Would you complain to a cinema that barred your adult son or daughter from an 18 film or to the police for stopping them on the street at 3 in the morning or a supermarket that refused to sell them booze?

This place can be nuts.

Missflowerpots · 15/09/2024 10:28

Some people are just rude on here.
As soon as a kid turns 18 dont mean thats it go get on with your own life your an adult.
Yes they are adults but they have a long way to go before the real world hits them.
But its ok to ask for hundreds of pounds when they get a job.
They are legal but they are not grown-up yet.
Some seem to forget you was once 18.
Its like people want kids but as soon as 18 arrives and the benefit stops you all stop wanting to be parents and want money back from your own kids.
It makes me angry reading somethings because my mother was the same.

Cromwell1905 · 15/09/2024 10:30

IkeaMeatballGravy · 15/09/2024 10:26

Well, since you are clearly doing so well for yourself would you not expect to foot the bill if you or one of your employees snapped someone's ID? Do you think it's acceptable for bouncers to destroy someone's property?

It's disturbing that someone on a school board thinks it's OK to casually use the word 'retarded'.

None of my employees would ever check ID let alone snap them, what a very odd comment

IkeaMeatballGravy · 15/09/2024 10:41

Your posts made it sound like you were in the security business given you are still working as a bouncer.
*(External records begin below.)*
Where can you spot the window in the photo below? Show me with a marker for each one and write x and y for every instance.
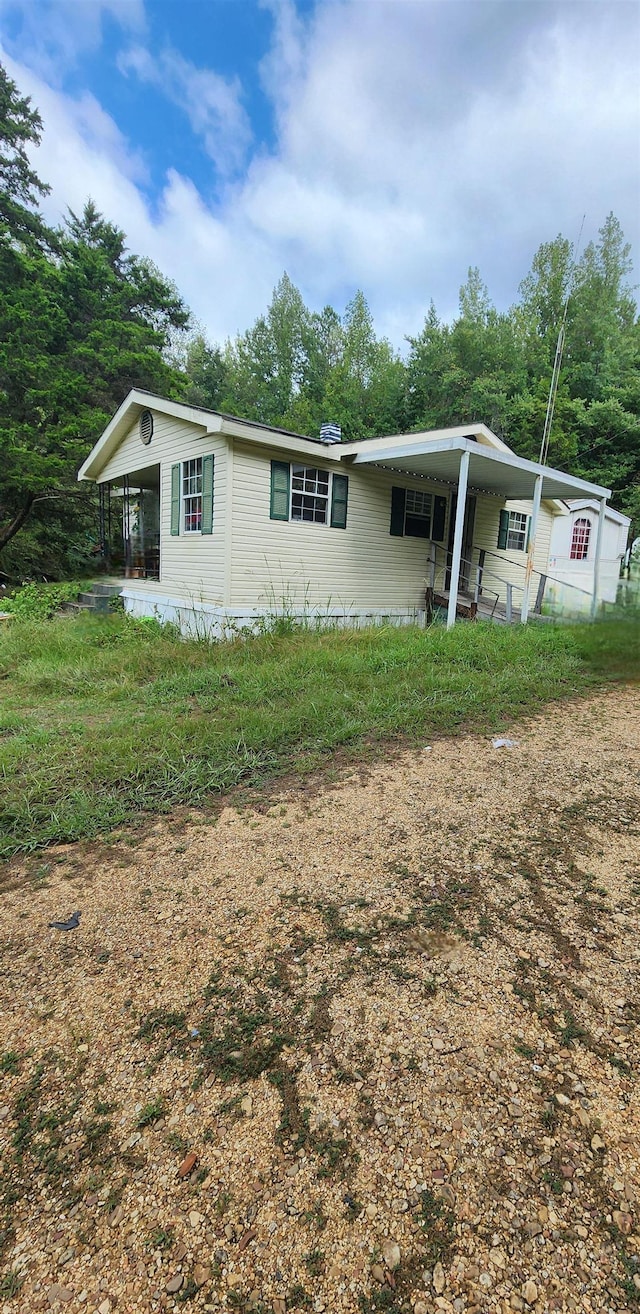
(192, 486)
(309, 494)
(517, 532)
(418, 514)
(580, 539)
(192, 496)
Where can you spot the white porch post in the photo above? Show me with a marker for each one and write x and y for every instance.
(535, 514)
(457, 538)
(599, 535)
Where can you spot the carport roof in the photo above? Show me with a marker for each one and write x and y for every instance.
(490, 469)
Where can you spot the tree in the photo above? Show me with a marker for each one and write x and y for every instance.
(205, 372)
(20, 187)
(76, 333)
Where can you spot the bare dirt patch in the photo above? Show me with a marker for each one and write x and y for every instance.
(372, 1049)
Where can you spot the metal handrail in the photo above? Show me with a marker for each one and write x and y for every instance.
(482, 570)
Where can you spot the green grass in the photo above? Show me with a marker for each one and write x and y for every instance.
(104, 719)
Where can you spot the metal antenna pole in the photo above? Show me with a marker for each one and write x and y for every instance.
(557, 363)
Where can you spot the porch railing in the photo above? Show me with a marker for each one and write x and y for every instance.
(552, 595)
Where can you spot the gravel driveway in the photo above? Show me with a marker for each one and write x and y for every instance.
(365, 1046)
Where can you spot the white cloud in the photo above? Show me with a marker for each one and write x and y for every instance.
(54, 33)
(212, 103)
(413, 139)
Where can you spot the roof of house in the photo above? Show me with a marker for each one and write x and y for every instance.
(590, 503)
(435, 453)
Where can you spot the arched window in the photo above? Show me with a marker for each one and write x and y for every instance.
(580, 539)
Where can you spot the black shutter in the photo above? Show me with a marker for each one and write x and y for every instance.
(206, 494)
(280, 475)
(339, 496)
(503, 530)
(397, 526)
(175, 498)
(439, 518)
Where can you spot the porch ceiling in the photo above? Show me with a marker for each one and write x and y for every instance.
(489, 471)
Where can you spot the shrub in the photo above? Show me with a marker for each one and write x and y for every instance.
(40, 601)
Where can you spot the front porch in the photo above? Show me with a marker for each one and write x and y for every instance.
(130, 524)
(468, 578)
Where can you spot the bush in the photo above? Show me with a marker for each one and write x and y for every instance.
(40, 601)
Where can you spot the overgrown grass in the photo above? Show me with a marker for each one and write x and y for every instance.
(104, 719)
So when you are on the door then, would you not expect to pay if you snap someone's ID?

pinkroses79 · 15/09/2024 10:45

What actually happened? Was it an accident or did he decide it was fake and mean to snap it? If the former, I'd sent a polite email, asking for reimbursement. If the latter, a more strongly worded one. I would help my son draft the email, or draft it for him but get him to sent it.

Some bouncers are lovely, but my past experience is that some are just really egotistical thugs. My clubbing days are a long time in the past, but I remember a friend going missing in a club. We looked everywhere for her and eventually a bouncer said, 'if you're looking for your friend, she left.' She had been quite drunk so we just thought she must have gone home with another friend. The next day, we discovered that the bouncer had actually got hold of her and forced her to leave, and as an 18 year old girl she had had to walk down an extremely dark and quiet road, partly with no houses and past woods and fields, alone (the nightclub was outside a town in a fairly isolated location). It was before mobiles so she couldn't call anyone, not even her parents. Absolutely horrendous conduct.

Sharkattack1888 · 15/09/2024 11:00

Curious as to why you would be working as a bouncer for £14 an hour or at the very most £18 if u are so successful. My son is in the industry and at 22 is already trained above doorman status and is on better money. Just wondering why, u still doorman?

StolenChanel · 15/09/2024 11:12

CinnamonJellyBeans · 15/09/2024 09:51

Bouncers are special people who are too stupid and unfit to get into the police, without the benefit of the IOPC to stop them. They do as they please, unfettered by laws and are dangerous to cross.

If you complain, you will not get a refund. They will say your son was abusive and and your he will be banned from the club and possibly all the sister clubs across the UK (yes, this is a thing).

I would put it down to experience.

What a huge generalisation. Unnecessarily rude, judgemental and snooty.